わたしが海守さんのお役目に同行してから数ヶ月。あの日から、わたしが海守さんにアイサツをすると必ずアイサツを返してくれるようになり、今ではみんなが普通に話しかけてくれるようになったのです。
そして、わたしにある相談をするようになりました。
わたしはお手伝いの手を止め、シオノーおばあさんに、
「シオノーおばあさん、少し失礼してもいいですか?」
「勿論ですさね」
シオノーおばあさんは笑顔で頷き、それからちょっとイジワルな顔で、
「でも、早くしないとお嬢様の仕事が無くなっちまうかもしれないねえ」
と、海老を処理する手の動きを速めました。わたしは慌て、お姉さんに向き直り、
「ちょ、ちょっと待ってくださいね。今、手を洗いますから」
わたしは水込め石でサッと手を洗い、その水分を消去し乾燥。きれいになった手でお姉さんの石を拝見、構成情報を読み取ります。
「用途は喧嘩ですか?」
「いえ、操船です。喧嘩で使う石は作れるのですが、こちらはどうしても上手く作れませんで……」
なるほど、込められた風がぐちゃぐちゃに巻いています。これでは操船どころではないでしょう。
海守さんたちの相談とは、石作りの悩み事について。
わたしにとっては超意外だったのですが、この島の人は生活用の石を殆ど作れないのです。

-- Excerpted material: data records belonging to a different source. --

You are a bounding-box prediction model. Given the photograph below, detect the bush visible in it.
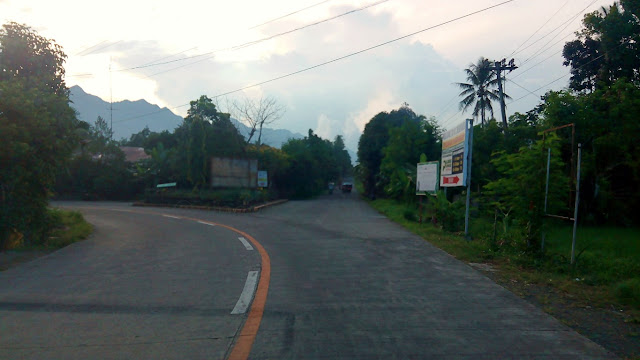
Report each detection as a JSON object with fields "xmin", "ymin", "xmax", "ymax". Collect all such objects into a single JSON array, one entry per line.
[
  {"xmin": 427, "ymin": 191, "xmax": 465, "ymax": 231},
  {"xmin": 45, "ymin": 209, "xmax": 93, "ymax": 248},
  {"xmin": 615, "ymin": 278, "xmax": 640, "ymax": 308},
  {"xmin": 144, "ymin": 189, "xmax": 277, "ymax": 208}
]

海守さんたちの話しを聞く限り、この世界の人にとって喧嘩で使う石と生活に使う石を作る難易度は変わらないそうで。しかも、普通の人は日に一つか二つしか石を作ることが出来ません。
であれば、石作りのモチベーションが喧嘩に向かってしまうのは仕方のないことなのだと思います。
わたしが生活用の石作りをしていることは周知の事実。裏庭で作った石たちは島の人に配られ、今では様々な用途で使われています。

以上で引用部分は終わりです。